A somewhat metaphorical title, as this movie is about neither science, nor sleep.
Mind you, it is about the way in which lead character Stéphane sleeps. In fact, he seems to be something of an expert in sleeping, spending not just all night at it, but often much of the day too. Sometimes he even drifts off into daydreams about sleep…
And this guy doesn't just dream, he sleepwalks, sleeptalks, and even sleepwrites.
Understandably he gets a bit confused about which events are real, as did I, which I was supposed to, I imagine.
While I tend to find dream-sequences quite fun, I'm afraid that this film never really engaged me. Partly this was because the lead character was not someone with whom I could really identify. Mainly though I think it was because the dreams that Stéphane has are nothing like my own.
His are drenched in retro visual effects, predominantly take place in the same rooms, and tend to feature the same half a dozen people. In short, just like dreams in the movies.
I might be wrong, but I don't think that impression was the intention.
A number of these scenes take place in his own imagined TV studio. Here too though, such a creative character for some reason imagines everything built out of cardboard. Eg. Why didn't he imagine a real camera?
It may sound like I was bored by this film - I wasn't. I watched it, followed it, and am glad to have seen it. It's also pleasingly uncompromising in its use of more than one language. I like that - this movie doesn't dumb itself down.

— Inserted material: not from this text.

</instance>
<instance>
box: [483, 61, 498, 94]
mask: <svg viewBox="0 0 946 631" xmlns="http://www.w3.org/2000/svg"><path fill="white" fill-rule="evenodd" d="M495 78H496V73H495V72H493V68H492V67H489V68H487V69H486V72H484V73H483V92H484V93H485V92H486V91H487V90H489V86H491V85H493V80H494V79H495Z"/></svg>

Michel Gondry strikes me as a director with good ideas, which he never quite pursues enough. Eternal Sunshine Of The Spotless Mind and Be Kind Rewind both fell short for me because neither one explored their imaginative concept's real-world potential and limitations. Similarly The Science Of Sleep never gets beyond beginning to examine dreams, which as I say aren't much like real ones.
Nice movie, but I think Stéphane has a lot more ideas in him than this.